KATA nenekku, dulu, ada seorang lelaki
yang pernah mencuri langit biru di atas desa
kami…
1/
Mula-mula, seekor burung memekik layaknya kepedihan yang meraung di pagi yang gelap gulita itu. Pria-pria terjingkat seketika dari mimpi-mimpi basah, dan perempuan-perempuan menjadi tergeragap di samping mereka, mengelap sisa liur yang kuyup di ujung bibir.

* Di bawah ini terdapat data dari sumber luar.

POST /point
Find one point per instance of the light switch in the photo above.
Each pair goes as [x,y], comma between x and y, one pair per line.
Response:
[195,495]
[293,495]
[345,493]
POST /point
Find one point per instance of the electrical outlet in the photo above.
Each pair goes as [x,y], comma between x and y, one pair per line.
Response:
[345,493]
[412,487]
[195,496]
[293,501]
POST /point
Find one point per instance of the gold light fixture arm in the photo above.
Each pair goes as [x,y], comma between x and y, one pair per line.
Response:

Pagi yang masih temaram itu menjadi hiruk. Orang-orang terbangun, dan menemukan seorang lelaki telanjang dada sedang berkacak pinggang di tengah-tengah desa dengan memanggul samurai tumpul di bahunya. Rambut lelaki itu teracak-acak, seolah baru bertarung melawan seekor singa jantan yang teramat ganas. Ia baru saja memukul-mukul kentongan kayu, lalu orang-orang tunggang-langgang menghampirinya dengan mata yang masih rabun dan nyawa yang setengah-setengah.
“Ada apa, Bandit? Mengapa kau membangunkan kami semua?” tanya seorang perempuan tua yang memiliki sakit punggung menahun. Perempuan tua itu sampai menahan kencing pagi hari demi mengetahui siapa gerangan yang merusak ketenangan seluruh desa.
“Ya, Bandit, kenapa kau memukul kentongan? Apa ada maling, genderuwo, atau ninja?” tanya seorang pria tambun.
Dicerca pertanyaan penduduk desa, lelaki itu masih bungkam dan bergeming, tapi tatapannya tajam menusuk. Satu per satu wajah ditekuninya. Seolah marah. Seolah ingin menelan seluruh warga desa.
Orang-orang mulai merasa khawatir pada kesenyapan lelaki itu. Mereka mulai berbisik, menggaruk-garuk kepala, gelisah.